A Happy Number is defined by the following process:
Starting with any positive integer, replace the number by the sum of the squares of its digits in base-ten, and repeat the process until the number either:
equals 1 (where it will stay), or
it loops endlessly in a cycle that does not include 1.
(Wikipedia).
In ProjectEuler the task stated in this problem as ” How many starting numbers below ten million will arrive at 89?”
Enhancement: Here we will do something else, we will try to solve the task and post the answer to the projecteuler portal, BUT we are not talking about this here, we will use the concept of this task to generate chains of looped number and I will use it later in another post (project) and trying to represent this chains in a graphic way.

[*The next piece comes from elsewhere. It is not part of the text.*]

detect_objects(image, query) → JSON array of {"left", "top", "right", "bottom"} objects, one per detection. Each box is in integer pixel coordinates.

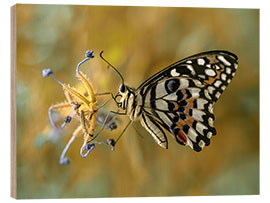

So to do this we need two functions, First one will read a number, get its digits, squaring each digit and get the summation. To keep our eyes on the numbers we need to store it, so we will use list called the_chain.
To check if we have reach a closed chain then we need to ask if the new number (sum of square digit) exists in the chain list or not. If exists we finish and will return the chain for more manipulating.
I will solve this on my way .. 🙂
In this code we will do the following:
1. We will ask the user to enter a number.
2. We will run the function on that number.
3. Outputs:
If we ends with 1 then we have a Happy Number.
If we have closed chain (current number exists in the chain) then we will have tow cases:
If the current number is the same as the start number, then we will call this “Perfect Chain“. Otherwise we will call it “Tail Chain”
The Code:
# Square digit chain.
# Pprojecteuler problem No 92
num = 1
the_chain=[]
def get_square_digit_chain(n):
tot=0
the_chain.append(n)
while n != 0:
tot=0
for each in str(n):
tot= tot + int(each)**2
n = tot
if n in the_chain:
return n
else:
the_chain.append(n)
#We ask the user to enter a number.
num =int(input(“Enter a number “))
chain_closed = get_square_digit_chain(num)
if chain_closed == 1:
print(“We have a Happy Number”)
print(the_chain,’This is Open Chain’)
else:
if chain_closed == num:
print(“We have a Perfect Chain”)
print(the_chain,’Closed on’,chain_closed)
else:
print(“We have a Tail Chain”)
print(the_chain,’Closed on’,chain_closed)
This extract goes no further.